For the other nutrients discussed in this paper, evidence-based recommendations for supplementation in the context of IBD do not exist. Rather, clinicians should focus on the correction of any micronutrient deficiencies that are found using appropriate oral therapy. Previous authors have posited varying suggestions on dosage with regards to reversing deficit, with high dose oral therapy as the common theme among them. A 2003 review by Eiden highlights such suggestions in IBD patients and is a valuable reference for clinicians with deficient IBD patients [149].

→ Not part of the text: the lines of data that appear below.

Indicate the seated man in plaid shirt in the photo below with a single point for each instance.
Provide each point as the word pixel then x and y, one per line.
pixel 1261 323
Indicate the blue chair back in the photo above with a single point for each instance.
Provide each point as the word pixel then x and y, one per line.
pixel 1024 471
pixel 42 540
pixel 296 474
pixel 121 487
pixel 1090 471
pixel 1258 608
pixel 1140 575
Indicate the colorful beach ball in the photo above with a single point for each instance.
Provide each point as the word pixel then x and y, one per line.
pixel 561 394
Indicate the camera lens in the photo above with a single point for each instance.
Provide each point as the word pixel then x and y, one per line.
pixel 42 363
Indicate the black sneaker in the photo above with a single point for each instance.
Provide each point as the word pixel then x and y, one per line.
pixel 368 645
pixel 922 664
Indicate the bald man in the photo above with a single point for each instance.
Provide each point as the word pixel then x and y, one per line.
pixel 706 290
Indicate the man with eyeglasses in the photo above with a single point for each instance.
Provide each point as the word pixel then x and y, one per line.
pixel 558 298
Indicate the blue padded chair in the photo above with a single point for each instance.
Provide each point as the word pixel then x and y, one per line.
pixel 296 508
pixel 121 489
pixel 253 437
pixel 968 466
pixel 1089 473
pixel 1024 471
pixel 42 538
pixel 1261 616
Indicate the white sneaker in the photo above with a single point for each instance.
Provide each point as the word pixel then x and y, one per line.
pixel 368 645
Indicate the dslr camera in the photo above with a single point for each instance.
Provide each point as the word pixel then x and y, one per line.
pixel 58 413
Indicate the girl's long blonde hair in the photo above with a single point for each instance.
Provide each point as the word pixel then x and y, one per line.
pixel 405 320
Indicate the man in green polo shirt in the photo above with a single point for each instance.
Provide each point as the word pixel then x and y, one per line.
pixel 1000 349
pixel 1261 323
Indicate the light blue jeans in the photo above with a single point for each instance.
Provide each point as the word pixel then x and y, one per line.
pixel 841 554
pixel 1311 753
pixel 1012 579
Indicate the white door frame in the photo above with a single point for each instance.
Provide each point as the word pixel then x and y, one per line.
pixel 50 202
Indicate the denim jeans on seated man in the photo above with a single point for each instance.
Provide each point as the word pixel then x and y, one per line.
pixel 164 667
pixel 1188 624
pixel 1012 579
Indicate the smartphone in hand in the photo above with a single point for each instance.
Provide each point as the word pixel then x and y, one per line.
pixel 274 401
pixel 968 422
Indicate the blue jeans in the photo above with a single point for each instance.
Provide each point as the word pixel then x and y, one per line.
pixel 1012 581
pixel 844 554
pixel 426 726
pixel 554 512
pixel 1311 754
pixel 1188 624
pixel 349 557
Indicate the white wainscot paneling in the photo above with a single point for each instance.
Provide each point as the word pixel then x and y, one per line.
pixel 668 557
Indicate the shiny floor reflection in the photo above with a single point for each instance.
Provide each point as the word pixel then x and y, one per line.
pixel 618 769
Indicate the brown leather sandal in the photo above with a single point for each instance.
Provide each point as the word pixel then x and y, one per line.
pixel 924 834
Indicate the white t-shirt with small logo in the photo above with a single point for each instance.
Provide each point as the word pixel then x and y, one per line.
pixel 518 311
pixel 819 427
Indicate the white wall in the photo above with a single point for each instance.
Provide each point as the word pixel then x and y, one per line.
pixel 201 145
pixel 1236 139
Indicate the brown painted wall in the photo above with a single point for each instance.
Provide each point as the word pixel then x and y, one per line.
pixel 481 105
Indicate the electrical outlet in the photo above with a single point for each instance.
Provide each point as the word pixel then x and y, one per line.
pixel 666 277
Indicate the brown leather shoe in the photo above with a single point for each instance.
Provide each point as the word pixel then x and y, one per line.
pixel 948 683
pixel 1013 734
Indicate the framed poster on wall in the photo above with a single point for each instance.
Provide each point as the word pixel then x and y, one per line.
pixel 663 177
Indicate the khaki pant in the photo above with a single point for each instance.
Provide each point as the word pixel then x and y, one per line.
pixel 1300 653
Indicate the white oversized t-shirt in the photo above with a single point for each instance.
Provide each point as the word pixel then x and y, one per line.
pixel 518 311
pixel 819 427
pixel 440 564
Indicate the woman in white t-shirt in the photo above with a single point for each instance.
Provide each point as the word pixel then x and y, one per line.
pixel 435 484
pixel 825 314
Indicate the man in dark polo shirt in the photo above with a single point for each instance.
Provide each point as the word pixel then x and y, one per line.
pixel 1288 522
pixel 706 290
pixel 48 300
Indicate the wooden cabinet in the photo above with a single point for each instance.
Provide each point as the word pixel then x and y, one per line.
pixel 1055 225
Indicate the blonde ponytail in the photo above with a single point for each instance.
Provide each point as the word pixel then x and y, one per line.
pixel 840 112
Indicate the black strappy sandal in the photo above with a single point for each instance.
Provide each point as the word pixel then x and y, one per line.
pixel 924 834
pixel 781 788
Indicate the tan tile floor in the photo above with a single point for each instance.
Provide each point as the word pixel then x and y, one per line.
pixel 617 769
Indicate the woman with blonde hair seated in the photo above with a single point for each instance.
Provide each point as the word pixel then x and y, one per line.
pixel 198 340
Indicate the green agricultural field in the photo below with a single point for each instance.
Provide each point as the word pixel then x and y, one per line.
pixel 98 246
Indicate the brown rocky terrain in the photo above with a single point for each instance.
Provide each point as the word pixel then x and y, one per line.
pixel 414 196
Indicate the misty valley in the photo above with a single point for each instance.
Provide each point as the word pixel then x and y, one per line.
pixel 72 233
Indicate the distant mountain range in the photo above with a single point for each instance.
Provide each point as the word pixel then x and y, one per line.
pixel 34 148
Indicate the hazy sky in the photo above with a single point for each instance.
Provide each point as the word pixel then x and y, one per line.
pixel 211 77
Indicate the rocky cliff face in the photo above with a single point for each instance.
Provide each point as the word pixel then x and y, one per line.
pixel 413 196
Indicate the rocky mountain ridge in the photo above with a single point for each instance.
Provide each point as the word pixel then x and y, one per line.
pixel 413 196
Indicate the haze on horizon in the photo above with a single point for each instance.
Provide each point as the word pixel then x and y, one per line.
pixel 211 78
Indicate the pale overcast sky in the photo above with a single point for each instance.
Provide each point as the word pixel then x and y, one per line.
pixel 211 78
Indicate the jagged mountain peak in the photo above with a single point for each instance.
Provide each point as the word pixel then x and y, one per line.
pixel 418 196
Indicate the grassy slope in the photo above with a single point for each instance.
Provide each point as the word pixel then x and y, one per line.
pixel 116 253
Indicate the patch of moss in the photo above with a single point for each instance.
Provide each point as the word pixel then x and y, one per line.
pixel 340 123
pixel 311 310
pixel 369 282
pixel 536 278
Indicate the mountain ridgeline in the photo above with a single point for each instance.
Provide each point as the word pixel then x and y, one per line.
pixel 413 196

The development of specific recommendations for supplementation and micronutrient levels to targets is a priority. In order to do so, large, well-designed, controlled studies focused on supplementation are required. Given the consistency of the observed association between zinc and vitamin D and IBD clinical disease activity and inflammation, further study of supplementation of vitamin D and zinc as an adjunct to therapy is appropriate [16,36]. Given their link to immunity and oxidation, further characterization of the role of vitamin A, B9, and K in IBD pathogenesis is also warranted.